Creo que antes la gente (las parejas que se casaban y entraban a la inercia de las decisiones/acciones que eran la norma social) nunca se planteaban esta posibilidad, simplemente se embarazaban y lo hacían lo mejor que podían. O no, y unos abandonaban a sus hijos, otros los ignoraban, otros ni los pelaban. Algunos niños crecían resentidos, otros ni se daban cuenta; algunos papás hacían un esfuerzo y otros simplemente apechugaban.
Ahora, con todo y la carga emocional que implica estar con alguien con quien tal vez no me quede, de no poderme sacar de la cabeza que tal vez estoy en una relación condenada al fracaso, sé que mi novio está haciendo todo lo posible por tomar una decisión bien pensada, averiguar de fondo de dónde vienen sus miedos, saber si puede superarlos. La razón por la que sigo aquí, con todas las ganas, con todo el entusiasmo y con todo el amor, es porque estoy segura de que si algún día tengo hijos con él, van a ser exactamente los hijos que yo quiero: deseados y queridos (y en el mejor de los casos hasta salen simpáticos). Y ahora más que nunca quiero esos hijos. Sin embargo, sí se me ha acabado la paciencia a ratos. ¿Para qué compro esa lámpara tan bonita? De todos modos voy a tener que empacarla cuando esto se termine y voy a tener que comprar papel burbuja, y cinta canela, y bolsas, y qué tal que se me rompe… ¿Para qué hago amistades nuevas? De todos modos las voy a dejar en unos meses cuando mi novio se de cuenta de que verdaderamente no quiere tener hijos, o cuando me entre una prisa ingobernable y yo tome la decisión de que no puedo invertir más tiempo.

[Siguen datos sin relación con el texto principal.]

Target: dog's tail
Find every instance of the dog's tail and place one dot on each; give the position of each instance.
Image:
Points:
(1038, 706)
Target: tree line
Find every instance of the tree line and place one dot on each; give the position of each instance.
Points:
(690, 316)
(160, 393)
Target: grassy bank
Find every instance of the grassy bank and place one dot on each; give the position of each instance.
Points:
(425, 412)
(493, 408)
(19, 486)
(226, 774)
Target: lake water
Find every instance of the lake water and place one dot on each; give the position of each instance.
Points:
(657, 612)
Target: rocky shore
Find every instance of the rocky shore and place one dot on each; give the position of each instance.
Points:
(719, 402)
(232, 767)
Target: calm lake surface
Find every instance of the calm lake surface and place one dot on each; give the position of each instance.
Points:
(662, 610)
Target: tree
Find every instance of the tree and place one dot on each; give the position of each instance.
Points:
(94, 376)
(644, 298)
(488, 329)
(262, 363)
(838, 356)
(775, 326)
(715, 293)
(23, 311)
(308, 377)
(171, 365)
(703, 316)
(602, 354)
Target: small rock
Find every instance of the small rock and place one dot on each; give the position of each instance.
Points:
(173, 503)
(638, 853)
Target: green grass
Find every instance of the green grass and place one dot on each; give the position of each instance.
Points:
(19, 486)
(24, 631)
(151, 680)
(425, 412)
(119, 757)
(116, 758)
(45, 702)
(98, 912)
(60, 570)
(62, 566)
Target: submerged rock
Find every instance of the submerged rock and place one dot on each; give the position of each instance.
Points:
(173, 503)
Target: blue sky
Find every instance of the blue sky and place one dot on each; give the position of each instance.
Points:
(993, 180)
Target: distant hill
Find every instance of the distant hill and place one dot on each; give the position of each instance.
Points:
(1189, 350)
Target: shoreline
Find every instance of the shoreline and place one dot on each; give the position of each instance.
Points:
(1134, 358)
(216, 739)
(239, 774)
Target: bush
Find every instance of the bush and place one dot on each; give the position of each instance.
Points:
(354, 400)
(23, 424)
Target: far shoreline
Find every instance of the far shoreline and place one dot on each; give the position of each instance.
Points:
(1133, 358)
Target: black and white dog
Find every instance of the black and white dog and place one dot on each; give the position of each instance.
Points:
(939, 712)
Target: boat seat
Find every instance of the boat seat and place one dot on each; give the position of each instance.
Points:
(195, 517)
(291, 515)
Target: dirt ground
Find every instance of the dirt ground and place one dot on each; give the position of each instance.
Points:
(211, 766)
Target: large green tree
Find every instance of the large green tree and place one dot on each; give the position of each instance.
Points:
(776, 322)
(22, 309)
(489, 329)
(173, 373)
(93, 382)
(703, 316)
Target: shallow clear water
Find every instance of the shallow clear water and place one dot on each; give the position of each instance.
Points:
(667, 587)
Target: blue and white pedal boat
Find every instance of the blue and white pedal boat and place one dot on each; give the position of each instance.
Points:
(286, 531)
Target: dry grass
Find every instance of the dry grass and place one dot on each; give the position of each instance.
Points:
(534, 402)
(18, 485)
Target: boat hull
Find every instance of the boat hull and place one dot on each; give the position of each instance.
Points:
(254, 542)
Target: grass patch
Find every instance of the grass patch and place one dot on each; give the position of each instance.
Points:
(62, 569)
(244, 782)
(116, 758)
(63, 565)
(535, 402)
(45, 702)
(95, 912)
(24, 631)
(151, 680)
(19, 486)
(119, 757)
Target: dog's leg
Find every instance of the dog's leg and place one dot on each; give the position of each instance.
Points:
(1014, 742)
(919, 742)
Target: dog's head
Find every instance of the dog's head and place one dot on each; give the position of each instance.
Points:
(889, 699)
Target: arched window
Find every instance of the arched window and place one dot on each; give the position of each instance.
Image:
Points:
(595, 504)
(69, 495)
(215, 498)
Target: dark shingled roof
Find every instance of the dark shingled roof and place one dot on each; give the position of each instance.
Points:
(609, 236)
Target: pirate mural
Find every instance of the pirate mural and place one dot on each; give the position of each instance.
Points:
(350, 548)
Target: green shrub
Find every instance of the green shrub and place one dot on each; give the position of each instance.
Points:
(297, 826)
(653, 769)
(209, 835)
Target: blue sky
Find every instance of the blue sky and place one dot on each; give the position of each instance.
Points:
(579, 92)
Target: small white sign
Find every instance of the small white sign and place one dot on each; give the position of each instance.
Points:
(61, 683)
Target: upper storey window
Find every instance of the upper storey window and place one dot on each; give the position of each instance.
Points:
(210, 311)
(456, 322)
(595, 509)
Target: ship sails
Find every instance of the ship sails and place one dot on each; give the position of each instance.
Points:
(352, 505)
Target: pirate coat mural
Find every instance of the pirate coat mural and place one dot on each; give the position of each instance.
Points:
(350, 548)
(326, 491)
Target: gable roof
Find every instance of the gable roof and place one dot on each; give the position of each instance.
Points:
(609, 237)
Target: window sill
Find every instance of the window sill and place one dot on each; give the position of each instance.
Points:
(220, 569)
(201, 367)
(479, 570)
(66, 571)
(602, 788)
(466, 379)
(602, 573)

Una gran amiga me ha aconsejado vivir en el presente, no en la forma de burbuja hippie que nadie entiende, sino de disfrutar con el corazón abierto lo que estoy viviendo ahora, apagando las preocupaciones que no me están obligando a tomar una decisión ya. Cada vez que me acuerdo de seguir su consejo respiro hondo y me acuerdo de que estoy con un hombre bueno que por poder tomar una decisión tan bonita conmigo ha movido mar y tierra, yendo a terapia, haciendo voluntariado con niños desconocidos, sacando muertitos de todos los clósets para entender por qué no tiene esta certeza, reviviendo a sus amigos con quienes ya no tiene casi nada en común (los casados que platican de colegiaturas y pediatras). Me queda claro que quiere estar conmigo, y que estas acciones requieren tiempo y dinero que no sobra.
Bien dicen que la gente no cambia, tal vez no del todo, pero las decisiones que tomamos sí cambian tanto nuestro propio carácter como la forma en la que nos perciben los que nos quieren: mi novio quiere estar conmigo, pero bien, con todo resuelto para poder darnos lo que yo ya sé que haríamos muy bien. Si su decisión hubiera sido no esforzarse ni tomar cartas en el asunto, tal vez yo no estaría contando esta historia de paciencia y voluntad, contaría sólo de un novio que tuve hace tiempo que no sabía si quería ser papá.